Sure it feels good to blame your ‘enemy’ for your failure in the marketplace. You need customers. Your competition has customers. They must be the problem. Right? Wrong. By fixating on your competitors as the problem, you unintentionally remove responsibility for success from yourself. Stated differently, if your product isn’t succeeding, no matter how ruthless and aggressive your competitor may be, it is still your fault. You bear the responsibility for compelling customers to want to purchase your products.
Compelling is the operative word, here. You see, the marketplace is not reductive.
Forget the myth that customers chose your competitor over you.

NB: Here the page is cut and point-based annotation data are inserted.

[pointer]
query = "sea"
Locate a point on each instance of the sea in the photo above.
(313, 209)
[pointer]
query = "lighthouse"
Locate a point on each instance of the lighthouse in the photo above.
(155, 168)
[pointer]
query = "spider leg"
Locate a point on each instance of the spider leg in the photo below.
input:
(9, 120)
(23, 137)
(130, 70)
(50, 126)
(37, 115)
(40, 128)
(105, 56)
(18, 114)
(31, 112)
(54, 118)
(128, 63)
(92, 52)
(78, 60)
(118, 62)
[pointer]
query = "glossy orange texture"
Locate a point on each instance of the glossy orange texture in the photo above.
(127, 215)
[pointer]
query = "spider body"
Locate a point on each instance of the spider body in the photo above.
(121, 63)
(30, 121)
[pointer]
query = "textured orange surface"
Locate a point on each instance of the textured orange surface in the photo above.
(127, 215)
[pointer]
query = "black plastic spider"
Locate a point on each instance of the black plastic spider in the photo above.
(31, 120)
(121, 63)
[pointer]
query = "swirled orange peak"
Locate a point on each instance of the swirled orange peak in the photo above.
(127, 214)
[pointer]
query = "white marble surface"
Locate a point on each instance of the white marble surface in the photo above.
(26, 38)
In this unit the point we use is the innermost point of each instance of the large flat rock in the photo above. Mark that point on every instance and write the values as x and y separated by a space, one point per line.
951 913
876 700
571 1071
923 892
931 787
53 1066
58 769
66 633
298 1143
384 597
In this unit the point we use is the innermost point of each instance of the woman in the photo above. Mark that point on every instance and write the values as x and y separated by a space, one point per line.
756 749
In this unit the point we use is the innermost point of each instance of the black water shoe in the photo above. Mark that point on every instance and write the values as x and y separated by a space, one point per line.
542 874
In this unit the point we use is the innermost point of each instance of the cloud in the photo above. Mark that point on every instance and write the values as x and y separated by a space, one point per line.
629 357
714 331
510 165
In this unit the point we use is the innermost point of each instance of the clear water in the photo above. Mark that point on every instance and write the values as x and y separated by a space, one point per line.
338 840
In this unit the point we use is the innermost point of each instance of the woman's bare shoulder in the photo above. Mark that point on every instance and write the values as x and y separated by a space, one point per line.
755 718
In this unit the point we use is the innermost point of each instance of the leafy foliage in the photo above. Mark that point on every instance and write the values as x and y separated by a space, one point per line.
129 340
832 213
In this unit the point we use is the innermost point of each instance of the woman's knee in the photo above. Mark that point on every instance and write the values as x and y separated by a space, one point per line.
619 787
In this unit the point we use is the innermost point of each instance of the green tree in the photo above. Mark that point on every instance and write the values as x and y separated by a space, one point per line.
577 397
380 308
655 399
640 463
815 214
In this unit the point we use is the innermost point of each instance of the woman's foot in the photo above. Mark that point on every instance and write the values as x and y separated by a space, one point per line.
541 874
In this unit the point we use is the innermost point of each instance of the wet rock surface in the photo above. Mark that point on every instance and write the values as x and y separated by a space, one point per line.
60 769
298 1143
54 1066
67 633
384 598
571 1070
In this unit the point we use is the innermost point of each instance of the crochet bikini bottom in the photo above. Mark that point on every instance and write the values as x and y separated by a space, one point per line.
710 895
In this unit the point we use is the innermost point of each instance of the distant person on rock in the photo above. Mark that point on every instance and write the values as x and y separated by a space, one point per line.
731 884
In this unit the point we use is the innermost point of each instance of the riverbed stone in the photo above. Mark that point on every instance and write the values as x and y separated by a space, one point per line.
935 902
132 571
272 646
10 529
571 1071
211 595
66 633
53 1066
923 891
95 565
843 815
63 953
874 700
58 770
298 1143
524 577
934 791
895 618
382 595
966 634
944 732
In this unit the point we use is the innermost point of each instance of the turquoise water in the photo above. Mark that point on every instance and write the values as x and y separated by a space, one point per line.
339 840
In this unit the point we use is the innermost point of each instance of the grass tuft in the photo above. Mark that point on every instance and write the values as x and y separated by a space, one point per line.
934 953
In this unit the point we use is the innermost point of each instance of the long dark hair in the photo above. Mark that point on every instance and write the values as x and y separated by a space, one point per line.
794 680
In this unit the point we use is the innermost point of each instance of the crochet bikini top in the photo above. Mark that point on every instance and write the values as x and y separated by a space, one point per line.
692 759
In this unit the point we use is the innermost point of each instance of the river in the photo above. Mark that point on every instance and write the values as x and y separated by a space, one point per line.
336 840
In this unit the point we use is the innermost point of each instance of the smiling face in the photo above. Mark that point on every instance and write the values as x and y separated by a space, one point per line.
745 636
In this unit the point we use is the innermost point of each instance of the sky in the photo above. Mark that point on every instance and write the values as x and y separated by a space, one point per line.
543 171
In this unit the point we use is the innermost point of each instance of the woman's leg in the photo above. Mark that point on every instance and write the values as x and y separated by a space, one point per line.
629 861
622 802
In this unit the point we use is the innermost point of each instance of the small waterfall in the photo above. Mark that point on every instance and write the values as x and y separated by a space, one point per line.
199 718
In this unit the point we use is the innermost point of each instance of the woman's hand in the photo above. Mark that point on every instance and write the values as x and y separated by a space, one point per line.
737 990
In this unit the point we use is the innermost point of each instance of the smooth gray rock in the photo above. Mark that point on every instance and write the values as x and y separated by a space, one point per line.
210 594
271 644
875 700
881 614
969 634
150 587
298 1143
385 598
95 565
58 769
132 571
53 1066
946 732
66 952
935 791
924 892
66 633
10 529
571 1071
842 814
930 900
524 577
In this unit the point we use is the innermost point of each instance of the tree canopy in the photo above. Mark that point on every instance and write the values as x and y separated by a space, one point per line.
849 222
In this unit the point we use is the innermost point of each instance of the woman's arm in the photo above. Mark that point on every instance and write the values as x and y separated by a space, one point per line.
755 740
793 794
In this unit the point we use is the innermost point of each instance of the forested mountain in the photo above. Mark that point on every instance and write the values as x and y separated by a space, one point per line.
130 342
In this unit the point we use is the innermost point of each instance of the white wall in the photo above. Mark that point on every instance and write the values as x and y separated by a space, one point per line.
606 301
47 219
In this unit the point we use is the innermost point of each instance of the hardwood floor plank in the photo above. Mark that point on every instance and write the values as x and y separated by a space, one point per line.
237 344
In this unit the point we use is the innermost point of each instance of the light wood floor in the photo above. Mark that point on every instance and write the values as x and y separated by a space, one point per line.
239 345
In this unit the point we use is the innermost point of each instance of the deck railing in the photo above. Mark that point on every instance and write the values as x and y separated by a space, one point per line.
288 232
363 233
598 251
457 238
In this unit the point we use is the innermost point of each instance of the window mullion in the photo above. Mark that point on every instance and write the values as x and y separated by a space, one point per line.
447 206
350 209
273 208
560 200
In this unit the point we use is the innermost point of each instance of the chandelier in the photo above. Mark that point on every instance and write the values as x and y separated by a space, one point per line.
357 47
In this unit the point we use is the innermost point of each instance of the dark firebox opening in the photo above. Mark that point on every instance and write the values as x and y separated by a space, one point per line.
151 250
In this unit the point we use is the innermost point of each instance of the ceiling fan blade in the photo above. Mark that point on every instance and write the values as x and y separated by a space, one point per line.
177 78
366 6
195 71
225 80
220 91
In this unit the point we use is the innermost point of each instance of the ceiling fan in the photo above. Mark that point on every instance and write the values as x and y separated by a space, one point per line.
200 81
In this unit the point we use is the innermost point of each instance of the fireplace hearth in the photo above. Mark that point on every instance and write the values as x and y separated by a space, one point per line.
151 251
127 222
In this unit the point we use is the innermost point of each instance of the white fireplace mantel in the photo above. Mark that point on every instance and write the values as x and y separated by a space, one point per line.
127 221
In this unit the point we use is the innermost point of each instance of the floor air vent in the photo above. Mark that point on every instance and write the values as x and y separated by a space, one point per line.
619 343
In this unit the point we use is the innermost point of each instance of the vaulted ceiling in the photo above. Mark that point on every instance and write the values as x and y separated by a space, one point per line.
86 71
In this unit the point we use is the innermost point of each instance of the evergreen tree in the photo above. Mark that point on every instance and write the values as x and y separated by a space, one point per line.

They chose your competitor instead of you.
That’s the hard truth that no one wants to hear - when customers opt for someone else’s product, they’ve chosen not to purchase yours. Why? Because, for any number of reasons, your product and its marketing failed the customer – and your competition had nothing to do with that failure. Which is why, instead of fighting a war against your competitors (‘market share’) you should start waging a campaign for loyalty (‘customers’).
Which, as we all know, is the bottom-line for every business. It should only ever be about the customers, the people who actually have to spend their money and buy something. So the next time you have a win against a competitor, acknowledge how good it feels, but remember that it doesn’t bring you any closer to victory because beating your competitor isn’t the goal. Winning customers is. And the better you stay focused on that, the better your odds of success really are!